4:38 PM. Isolated rain shafts indicate some top bulges are reached well beyond the ice-forming level. Note grass fire in the distance.
7:22 PM. Pretty nice sunset due to multi-level clouds, some Stratocumulus, Altocumulus, and a distant Cumulonimbus anvil.

More troughiness and winds ahead during the next week as has been foretold in our models, and reinforced by weather “spaghetti” plots, after our brief warm up today.  No rain here, though.   Seems now like rain can only occur at the very end of the month where weaker upper troughs coming out of the Pac appear to be able to reach down and fetch some tropical air. 

The End


1Its gone now because I couldn’t finish yesterday.  Went off to Benson for horse training with Zeus.

By Art Rangno

Retiree from a group specializing in airborne measurements of clouds and aerosols at the University of Washington (Cloud and Aerosol Research Group). The projects in which I participated were in many countries; from the Arctic to Brazil, from the Marshall Islands to South Africa.

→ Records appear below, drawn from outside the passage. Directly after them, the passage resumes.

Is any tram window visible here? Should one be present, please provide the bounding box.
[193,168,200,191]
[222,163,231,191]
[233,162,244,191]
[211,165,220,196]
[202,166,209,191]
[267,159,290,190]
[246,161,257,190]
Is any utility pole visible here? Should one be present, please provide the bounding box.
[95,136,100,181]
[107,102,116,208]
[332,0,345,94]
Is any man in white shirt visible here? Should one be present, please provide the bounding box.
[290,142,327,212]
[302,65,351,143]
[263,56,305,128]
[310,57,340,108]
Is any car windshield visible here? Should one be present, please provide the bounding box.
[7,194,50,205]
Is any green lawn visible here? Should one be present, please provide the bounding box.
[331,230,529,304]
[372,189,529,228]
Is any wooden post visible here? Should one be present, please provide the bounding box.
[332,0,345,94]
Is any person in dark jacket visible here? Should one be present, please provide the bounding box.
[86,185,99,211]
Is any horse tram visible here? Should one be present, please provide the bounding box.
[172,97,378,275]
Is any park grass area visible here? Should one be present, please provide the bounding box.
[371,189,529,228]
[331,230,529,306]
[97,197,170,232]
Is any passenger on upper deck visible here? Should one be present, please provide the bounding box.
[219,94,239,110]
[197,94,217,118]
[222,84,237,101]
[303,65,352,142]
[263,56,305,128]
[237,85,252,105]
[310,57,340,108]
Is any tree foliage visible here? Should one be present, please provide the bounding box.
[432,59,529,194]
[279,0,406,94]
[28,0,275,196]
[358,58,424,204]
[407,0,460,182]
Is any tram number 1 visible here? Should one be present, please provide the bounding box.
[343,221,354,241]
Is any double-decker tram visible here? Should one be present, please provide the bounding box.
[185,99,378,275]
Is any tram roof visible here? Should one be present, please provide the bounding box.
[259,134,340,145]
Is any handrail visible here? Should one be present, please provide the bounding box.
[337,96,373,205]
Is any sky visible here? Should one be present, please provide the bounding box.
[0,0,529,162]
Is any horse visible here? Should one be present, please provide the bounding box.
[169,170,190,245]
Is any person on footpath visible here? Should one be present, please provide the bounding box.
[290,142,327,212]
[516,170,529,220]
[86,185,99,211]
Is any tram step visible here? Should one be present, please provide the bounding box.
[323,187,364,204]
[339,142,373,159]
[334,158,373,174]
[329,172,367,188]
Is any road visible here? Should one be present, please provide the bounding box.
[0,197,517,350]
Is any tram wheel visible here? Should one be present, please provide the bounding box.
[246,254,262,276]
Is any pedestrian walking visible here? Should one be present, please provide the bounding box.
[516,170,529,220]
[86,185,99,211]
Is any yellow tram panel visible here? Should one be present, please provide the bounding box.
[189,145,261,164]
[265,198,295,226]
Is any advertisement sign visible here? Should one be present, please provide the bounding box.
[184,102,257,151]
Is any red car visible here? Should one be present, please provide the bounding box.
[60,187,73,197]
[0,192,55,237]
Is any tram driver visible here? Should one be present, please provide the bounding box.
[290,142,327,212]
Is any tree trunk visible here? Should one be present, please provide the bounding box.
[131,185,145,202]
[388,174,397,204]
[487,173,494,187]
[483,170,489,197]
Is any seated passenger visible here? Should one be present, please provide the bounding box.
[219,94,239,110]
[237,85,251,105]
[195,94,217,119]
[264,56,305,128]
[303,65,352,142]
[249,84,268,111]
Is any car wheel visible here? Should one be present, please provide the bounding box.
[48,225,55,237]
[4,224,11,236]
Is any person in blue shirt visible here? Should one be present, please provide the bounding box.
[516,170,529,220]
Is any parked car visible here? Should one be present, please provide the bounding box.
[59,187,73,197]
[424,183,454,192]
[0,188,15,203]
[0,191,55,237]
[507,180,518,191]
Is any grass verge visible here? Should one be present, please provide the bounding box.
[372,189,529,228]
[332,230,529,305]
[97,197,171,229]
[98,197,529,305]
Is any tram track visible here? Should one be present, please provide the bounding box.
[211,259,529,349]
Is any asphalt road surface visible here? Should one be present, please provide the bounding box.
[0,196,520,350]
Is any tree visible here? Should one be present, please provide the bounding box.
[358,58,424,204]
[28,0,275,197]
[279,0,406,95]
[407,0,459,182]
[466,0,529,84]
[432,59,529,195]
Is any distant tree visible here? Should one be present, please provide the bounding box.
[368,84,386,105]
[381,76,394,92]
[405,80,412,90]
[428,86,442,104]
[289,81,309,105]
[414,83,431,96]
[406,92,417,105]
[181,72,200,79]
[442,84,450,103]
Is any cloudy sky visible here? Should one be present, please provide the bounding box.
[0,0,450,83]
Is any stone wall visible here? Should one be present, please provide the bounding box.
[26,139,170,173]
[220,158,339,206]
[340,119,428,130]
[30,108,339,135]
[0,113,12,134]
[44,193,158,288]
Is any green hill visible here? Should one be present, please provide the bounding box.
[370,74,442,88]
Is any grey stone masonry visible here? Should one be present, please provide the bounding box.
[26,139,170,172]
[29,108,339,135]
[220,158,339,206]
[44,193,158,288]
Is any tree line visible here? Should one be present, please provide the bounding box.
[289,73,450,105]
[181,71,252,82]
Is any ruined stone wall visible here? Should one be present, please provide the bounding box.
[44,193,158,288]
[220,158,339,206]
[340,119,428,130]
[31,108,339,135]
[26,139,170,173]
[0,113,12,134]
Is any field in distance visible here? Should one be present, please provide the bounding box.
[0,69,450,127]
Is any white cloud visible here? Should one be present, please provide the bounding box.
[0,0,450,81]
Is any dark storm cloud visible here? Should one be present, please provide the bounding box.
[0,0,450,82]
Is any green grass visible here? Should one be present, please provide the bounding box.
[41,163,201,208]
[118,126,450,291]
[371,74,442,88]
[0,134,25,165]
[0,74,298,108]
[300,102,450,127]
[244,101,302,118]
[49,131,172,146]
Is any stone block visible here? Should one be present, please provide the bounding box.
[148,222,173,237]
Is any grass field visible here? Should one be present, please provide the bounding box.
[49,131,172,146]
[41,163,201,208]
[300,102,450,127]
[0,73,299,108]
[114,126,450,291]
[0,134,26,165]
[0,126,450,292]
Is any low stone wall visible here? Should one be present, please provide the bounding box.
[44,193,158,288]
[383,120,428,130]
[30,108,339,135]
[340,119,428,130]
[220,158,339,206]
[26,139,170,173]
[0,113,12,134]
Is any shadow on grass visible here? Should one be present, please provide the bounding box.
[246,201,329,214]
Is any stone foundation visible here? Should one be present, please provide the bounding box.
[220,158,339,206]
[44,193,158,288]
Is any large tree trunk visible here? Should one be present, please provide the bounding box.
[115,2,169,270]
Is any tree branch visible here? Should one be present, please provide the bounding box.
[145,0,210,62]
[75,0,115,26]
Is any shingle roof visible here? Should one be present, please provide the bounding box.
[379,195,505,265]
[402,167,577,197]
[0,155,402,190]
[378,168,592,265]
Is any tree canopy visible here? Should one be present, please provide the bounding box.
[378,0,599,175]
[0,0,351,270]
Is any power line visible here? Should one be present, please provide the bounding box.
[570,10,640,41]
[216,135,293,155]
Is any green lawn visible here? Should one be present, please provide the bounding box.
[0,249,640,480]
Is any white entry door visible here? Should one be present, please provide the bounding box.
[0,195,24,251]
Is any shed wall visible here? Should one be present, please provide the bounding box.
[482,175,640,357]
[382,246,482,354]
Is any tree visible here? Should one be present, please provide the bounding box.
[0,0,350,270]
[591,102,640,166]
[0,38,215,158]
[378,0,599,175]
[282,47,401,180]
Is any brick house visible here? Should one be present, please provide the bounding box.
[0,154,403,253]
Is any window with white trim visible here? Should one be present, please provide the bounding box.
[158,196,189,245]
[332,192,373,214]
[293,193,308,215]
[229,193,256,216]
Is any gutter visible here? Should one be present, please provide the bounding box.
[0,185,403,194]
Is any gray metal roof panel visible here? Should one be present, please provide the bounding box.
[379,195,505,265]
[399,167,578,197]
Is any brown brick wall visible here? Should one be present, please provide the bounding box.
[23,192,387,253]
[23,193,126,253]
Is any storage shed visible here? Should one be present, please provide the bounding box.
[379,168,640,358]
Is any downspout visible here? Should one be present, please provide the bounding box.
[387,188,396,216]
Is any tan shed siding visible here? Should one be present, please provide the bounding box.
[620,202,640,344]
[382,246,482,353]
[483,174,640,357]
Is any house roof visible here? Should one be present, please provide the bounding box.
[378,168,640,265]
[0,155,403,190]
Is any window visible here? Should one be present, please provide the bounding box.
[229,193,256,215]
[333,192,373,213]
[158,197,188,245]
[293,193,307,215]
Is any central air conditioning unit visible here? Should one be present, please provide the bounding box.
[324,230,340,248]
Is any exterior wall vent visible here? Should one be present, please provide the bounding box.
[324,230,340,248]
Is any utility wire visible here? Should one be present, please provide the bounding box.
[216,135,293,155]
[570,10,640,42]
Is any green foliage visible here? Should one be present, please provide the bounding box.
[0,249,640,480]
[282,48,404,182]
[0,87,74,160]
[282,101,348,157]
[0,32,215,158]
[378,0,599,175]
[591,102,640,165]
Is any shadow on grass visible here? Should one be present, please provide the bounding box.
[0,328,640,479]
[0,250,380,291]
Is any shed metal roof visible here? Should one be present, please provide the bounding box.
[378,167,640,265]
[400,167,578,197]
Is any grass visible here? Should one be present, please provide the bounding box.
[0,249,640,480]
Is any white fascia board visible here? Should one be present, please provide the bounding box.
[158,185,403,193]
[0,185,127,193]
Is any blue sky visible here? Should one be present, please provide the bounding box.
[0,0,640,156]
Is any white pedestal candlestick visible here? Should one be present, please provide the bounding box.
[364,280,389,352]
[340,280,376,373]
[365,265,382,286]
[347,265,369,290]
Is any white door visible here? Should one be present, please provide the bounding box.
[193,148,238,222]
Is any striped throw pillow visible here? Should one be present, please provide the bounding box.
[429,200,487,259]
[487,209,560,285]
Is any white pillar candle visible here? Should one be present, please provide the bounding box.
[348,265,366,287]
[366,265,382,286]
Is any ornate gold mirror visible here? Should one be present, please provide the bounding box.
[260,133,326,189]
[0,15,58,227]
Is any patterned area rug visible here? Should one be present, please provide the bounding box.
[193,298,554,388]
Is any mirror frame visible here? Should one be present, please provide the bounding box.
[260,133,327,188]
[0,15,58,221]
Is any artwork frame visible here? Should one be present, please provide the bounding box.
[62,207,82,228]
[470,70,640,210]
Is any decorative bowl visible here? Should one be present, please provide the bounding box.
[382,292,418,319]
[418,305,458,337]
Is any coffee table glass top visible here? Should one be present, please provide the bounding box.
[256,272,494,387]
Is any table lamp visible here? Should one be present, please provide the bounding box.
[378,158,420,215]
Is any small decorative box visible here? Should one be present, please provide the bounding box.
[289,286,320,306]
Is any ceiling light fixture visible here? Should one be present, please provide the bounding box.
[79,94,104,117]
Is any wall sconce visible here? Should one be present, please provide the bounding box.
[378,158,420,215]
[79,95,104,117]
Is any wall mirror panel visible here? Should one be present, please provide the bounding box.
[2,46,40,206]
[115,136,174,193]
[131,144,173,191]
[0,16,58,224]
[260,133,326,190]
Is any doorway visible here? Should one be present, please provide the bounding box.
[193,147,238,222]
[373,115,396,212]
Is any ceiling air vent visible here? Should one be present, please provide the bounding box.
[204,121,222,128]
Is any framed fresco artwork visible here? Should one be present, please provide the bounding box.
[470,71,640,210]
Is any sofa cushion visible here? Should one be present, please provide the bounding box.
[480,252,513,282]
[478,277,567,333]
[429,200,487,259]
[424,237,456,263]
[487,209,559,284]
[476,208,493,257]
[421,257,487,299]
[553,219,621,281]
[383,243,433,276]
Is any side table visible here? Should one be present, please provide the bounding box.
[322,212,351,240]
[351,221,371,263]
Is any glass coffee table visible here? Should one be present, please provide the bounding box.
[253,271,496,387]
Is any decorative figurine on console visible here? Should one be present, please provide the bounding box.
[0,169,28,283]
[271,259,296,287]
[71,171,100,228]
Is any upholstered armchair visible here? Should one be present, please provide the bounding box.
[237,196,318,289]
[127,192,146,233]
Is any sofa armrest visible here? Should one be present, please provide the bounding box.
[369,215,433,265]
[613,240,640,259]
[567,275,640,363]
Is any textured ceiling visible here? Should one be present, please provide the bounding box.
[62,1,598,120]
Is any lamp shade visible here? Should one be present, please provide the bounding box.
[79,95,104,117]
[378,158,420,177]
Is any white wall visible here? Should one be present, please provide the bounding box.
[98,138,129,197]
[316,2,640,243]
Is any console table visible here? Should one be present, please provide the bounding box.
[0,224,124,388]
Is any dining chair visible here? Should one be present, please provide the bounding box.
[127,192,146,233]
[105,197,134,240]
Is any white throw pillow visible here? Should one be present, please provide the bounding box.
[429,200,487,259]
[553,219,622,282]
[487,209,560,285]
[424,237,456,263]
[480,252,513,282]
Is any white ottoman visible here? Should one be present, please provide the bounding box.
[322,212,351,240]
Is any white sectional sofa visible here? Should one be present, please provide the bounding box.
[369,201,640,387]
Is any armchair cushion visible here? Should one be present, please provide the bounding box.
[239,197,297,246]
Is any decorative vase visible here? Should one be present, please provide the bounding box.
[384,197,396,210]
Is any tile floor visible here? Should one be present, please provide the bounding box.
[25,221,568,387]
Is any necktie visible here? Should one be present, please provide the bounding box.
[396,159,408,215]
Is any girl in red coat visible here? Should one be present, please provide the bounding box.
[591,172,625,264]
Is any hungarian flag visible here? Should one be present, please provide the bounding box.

  1. Some fantastic cloud scenes you have there, Art. The tall skinny Acc picture especially. Well, anyway, you’re not the only one disappointed: We were supposed to get some much needed showers the last few days, and even the next 2 or 3, but every time I check the forecast, the % chance goes down. You’re right; upper lows from the Pacific, ain’t what they used to be.

  2. Yes, I do follow Cliff Mass. The good news this morning is, we finally got some good showers last night (over half an inch in the gauge) and more is coming tomorrow. Looks like the heat is returning next week, but at least we have some water in the ground for all the trees and plants around here.

    1. Gee, I almost forgot to reply, Roland.

      Cliff does some good stuff, that’s for sure. Very erudite.

      Wish we could get some of that rain! Heat, well, we have enough of that!


      1. No problem, Art- I decided to wait before saying anything more. We actually got a LOT of rain finally on the 28th (I measured 1.73 inches). That’s not quite enough to make it a normal amount for the month, but no one’s complaining now. As for the heat, it’s not coming here as much as I previously thought- but that’s okay. We don’t want it as much as some places do.